Сначала, когда заводил такие речи, Одоевский кивал на Иванова и говорил по-французски что-то предостерегающее, но Кюхельбекер возражал по-русски:
— Оставьте! Пусть поймет хоть, что не все господа аспиды.
Это Иванов понял с тех самых пор, как узнал князя Александра Ивановича и так полюбил, что сейчас тревожился, видя, какое действие производят на него слова Кюхельбекера, и вновь удивляясь, как умело прятали от него все жестокое, что творилось вокруг. От рассказов про самые обычные наказания дворовых и крестьян, вроде нещадного сечения или забивания в колодки, корнет краснел, хмурился и надолго замолкал. А однажды во время завтрака в поле, когда Вильгельм Карлыч рассказывал, как упрашивал соседа-помещика не наказывать розгами беременную бабу, а тот ответил, что беспокоиться нечего, для ее брюха он приказал выкопать в земле ямку, как у него, мол, всегда делают в таких случаях, чтобы будущего крепостного не лишиться, — от такого рассказа Одоевский так побледнел, что Иванов испугался, не обмер бы… Но ничего, князь справился, только сломал попавшую под руку железную вилку с роговым черенком.
Несколько раз в Стрельну на воскресенье приезжал и Бестужев, который тоже отправлялся с ними, — в этом году верховых лошадей у князя уже для всех хватало. Адъютант сидел на коне, как картинка, недаром начал службу в гвардейских драгунах. Знал назубок все манежные фокусы и охотно показывал хитроумные пиаффе, пируэты, кабриоли и галопады, потешаясь, что такой ерундой занята превращенная в школу берейторов вся русская конница вместо настоящего обучения бою и полевой езде.
— Ведь, честное слово, наш манежный галоп хорошая пехота без натуги обгонит, — смеялся он. — А лошади больше на жирных свиней похожи. Не дай бог война! Что, брат, делать станем? — обращался он к Иванову. — Ведь случись настоящий поход, не по штабному расписанию, так половина коней за неделю передохнет…
Бестужев и здесь много шутил, смешно подражая женщине, пел французские песенки, разговаривал о книгах и журналах, но иногда вспыхивал, как порох, и в голосе его звучало возмущение, особенно когда касался увлечения плац-парадной муштрой.

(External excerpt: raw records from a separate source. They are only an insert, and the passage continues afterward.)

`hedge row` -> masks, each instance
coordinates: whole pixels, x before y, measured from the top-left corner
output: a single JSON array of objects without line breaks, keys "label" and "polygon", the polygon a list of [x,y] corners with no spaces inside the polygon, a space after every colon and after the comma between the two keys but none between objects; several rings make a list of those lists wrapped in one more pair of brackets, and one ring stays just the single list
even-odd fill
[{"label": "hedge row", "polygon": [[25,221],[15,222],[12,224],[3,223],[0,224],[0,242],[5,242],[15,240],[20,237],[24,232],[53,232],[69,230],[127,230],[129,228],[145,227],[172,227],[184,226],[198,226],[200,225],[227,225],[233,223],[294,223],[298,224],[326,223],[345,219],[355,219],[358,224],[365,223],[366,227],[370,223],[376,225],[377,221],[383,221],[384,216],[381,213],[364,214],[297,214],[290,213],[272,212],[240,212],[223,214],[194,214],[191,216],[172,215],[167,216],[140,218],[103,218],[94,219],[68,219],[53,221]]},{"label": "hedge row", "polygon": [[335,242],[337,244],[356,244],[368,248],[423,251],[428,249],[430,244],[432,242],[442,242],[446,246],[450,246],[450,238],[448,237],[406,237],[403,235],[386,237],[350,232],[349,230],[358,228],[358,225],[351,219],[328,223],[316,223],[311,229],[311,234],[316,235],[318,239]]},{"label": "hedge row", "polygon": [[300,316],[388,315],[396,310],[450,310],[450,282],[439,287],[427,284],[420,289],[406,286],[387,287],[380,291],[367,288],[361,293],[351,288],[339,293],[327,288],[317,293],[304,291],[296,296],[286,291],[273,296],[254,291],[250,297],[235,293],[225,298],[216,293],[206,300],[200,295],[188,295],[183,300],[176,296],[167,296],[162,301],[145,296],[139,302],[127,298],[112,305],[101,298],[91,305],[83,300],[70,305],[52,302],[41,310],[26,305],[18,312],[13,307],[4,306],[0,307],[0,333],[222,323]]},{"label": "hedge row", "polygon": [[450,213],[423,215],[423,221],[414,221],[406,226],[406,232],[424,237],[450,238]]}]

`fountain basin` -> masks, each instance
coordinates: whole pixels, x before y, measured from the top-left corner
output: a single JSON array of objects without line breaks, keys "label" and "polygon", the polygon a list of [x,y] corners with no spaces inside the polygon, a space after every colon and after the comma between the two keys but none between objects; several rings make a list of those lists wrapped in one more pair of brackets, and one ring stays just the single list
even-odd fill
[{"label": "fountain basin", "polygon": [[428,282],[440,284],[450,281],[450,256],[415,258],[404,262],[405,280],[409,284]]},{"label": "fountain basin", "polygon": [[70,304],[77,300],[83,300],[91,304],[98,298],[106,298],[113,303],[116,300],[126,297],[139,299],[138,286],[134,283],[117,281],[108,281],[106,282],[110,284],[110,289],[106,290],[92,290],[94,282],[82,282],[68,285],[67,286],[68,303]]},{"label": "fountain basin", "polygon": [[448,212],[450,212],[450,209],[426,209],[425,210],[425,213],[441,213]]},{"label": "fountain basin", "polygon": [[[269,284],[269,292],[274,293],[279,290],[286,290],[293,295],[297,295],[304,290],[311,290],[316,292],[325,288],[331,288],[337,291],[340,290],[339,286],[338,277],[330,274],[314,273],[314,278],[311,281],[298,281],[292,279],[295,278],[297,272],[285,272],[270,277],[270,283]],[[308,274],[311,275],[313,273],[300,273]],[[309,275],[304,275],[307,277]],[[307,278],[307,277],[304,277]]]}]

— Неограниченная власть и малое образование, — горячо говорил он, — помноженные на военную бездарность и воспитание в прусском духе, приводят к нелепому и вредному увлечению — к игре в живых солдатиков, коей заполнена жизнь нами правящих…
В таких фразах Иванов не все понимал, но ему крепко запомнился один привал на берегу речки Стрелка. Здесь Бестужев рассказывал, как, будучи юнкером в Петергофе, он, по совету старшего брата, заменившего ему умершего отца, во всем делил жизнь солдат, чтобы хорошо узнать их службу и быт.
— Только не мог я вместе с ними купаться! — сказал Александр Александрович. — Видеть спины в рубцах было сверх моих сил. Видеть и знать, что все почти страдания приняты за пустяки, по капризу офицерскому. Со стыда за наше сословие сгореть можно от такого зрелища…
— Бить человека подневольного, который тебе ответить тем же не может, просто подло, — сказал князь, как всегда от таких разговоров краснея и волнуясь почти до слез.